= Frederick Zeuner =

German palaeontologist and archaeologist

Frederick Everard Zeuner (8 March 1905 – 5 November 1963) was a German palaeontologist and geological archaeologist who specialized on the Pleistocene epoch. He was a contemporary of Gordon Childe at the Institute of Archaeology of the University of London. Zeuner proposed a detailed scheme of correlation and dating of European climatic and prehistoric cultural events on the basis of Milankovitch cycles. He also worked on Orthopteran insects, with the bush cricket genus Zeuneriana named after him. He has been considered as a pioneer of environmental archaeology.

== Life and work ==
Zeuner was born in Berlin, Germany. He studied at Berlin followed by Tubingen and finally received his Ph.D. from the University of Breslau in 1927. At Breslau he was a student of Walther Soergel. After working as a Privatdozent at the University of Breslau from 1927-1930 and a lecturer in geology at the University of Freiburg from 1931-34 he emigrated to England after being dismissed from university because his wife Etta was Jewish. He was aided by the Academic Assistance Council (founded by William Beveridge later known as the Council for Assisting Refugee Academics - CARA) worked as a research associate at the British Museum (Natural History) from 1934-36. During World War II he worked with the Anti-Locust Research Centre. Zeuner became a lecturer in geochronology at the University of London's Institute of Archaeology from 1936 to 1945 thanks to assistance from Mortimer Wheeler. He received a D. Sc. from the university of London in 1942 for his work on fossil Ensifera. In 1944 he was promoted to a professorship.

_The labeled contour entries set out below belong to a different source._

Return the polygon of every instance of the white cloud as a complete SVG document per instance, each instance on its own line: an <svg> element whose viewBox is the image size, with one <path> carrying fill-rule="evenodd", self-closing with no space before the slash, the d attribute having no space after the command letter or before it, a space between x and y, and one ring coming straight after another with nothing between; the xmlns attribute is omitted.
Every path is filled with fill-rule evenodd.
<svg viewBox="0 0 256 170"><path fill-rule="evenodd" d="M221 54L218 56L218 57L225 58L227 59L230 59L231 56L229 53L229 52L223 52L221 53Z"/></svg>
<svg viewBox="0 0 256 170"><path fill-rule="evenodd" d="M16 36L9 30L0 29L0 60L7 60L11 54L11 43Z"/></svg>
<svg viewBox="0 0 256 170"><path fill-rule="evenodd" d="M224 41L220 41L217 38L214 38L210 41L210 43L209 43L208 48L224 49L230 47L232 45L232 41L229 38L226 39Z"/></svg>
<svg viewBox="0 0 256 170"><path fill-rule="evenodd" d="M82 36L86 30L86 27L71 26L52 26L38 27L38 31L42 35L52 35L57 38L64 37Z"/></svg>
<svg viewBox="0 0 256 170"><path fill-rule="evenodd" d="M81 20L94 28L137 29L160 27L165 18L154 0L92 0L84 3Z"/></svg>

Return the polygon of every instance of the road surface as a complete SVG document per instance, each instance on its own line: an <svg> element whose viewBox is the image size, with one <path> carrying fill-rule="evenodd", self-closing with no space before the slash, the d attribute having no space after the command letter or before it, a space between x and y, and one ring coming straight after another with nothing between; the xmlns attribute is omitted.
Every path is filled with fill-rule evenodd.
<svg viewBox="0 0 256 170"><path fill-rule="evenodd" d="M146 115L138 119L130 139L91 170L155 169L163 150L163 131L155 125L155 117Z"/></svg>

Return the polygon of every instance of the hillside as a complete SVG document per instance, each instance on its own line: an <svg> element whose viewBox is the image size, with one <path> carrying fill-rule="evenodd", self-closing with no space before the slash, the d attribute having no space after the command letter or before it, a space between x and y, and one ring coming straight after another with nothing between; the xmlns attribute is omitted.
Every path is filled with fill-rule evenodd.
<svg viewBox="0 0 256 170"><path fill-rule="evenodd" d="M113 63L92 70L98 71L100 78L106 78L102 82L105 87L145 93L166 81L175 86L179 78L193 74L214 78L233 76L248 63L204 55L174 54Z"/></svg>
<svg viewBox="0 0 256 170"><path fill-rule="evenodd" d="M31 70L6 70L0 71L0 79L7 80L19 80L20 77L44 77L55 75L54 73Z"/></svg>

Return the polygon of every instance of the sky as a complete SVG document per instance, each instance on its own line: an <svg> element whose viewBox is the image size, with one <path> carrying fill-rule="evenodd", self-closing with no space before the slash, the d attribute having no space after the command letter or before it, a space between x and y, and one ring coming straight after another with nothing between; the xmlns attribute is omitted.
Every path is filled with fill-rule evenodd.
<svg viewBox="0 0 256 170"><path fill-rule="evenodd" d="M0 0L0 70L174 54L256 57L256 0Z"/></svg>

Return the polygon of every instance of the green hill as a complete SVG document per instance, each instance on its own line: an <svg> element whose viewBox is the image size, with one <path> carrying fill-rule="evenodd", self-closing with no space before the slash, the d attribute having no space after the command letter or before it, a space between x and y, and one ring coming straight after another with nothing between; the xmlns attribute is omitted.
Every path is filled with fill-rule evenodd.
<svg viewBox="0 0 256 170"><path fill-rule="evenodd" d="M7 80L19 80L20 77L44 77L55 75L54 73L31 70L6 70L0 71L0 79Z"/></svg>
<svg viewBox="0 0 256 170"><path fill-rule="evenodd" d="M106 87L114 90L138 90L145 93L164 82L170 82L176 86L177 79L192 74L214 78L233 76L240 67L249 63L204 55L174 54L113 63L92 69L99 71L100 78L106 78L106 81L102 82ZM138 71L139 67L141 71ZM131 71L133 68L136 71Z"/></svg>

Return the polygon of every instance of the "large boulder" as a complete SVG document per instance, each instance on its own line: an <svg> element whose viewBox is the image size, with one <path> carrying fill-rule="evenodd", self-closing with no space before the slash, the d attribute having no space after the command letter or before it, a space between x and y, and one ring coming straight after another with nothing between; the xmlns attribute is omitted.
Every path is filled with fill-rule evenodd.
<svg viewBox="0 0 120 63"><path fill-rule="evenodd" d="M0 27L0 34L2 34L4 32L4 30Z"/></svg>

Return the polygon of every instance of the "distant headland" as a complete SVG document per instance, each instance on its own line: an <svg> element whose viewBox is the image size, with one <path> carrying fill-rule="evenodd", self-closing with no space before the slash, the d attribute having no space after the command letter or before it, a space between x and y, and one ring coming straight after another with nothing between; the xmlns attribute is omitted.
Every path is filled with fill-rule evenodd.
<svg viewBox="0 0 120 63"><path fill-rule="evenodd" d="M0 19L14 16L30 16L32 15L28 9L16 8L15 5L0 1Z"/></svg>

From 1946 to 1963 he was professor, the first in Environmental Archaeology, and head of environmental archaeology at the University of London's Institute of Archaeology, where postgraduate students included Andrée Rosenfeld. His most influential book was The Pleistocene Period (1945). In it he made use of chronology estimation based on sea-levels, glacial moraine, loess and river terraces. This was followed by another book on Dating the Past (1946). He was involved in examinations of excavated material from the Neolithic and he made use of radiocarbon dating. This would lead to another major work A History of Domesticated Animals (1963). He was a member of the Geologische Vereinigung in Germany and was admitted to the German Academy of Natural Scientists Leopoldina (1952). He was also a member of the Royal Anthropological Institute of Great Britain and Ireland. He died from a cardiac arrest.

==Selected publications==
- Dating the Past: An Introduction to Geochronology. London: Methuen, 1946.
- Prehistory in India: Four Broadcast Talks on Early Man. India: Deccan College Postgraduate and Research Institute, 1951.
- The Pleistocene Period: Its Climate, Chronology, and Faunal Successions. Hutchinson Scientific & Technical, 1959.
- "Fossil insects from the Lower Lias of Charmouth, Dorset" in Bulletin of the British Museum (Natural History), Geology, 7:155-171 [M. Clapham/J. Karr/M. Clapham]
- A history of domesticated animals. New York: Harper & Row, 1963.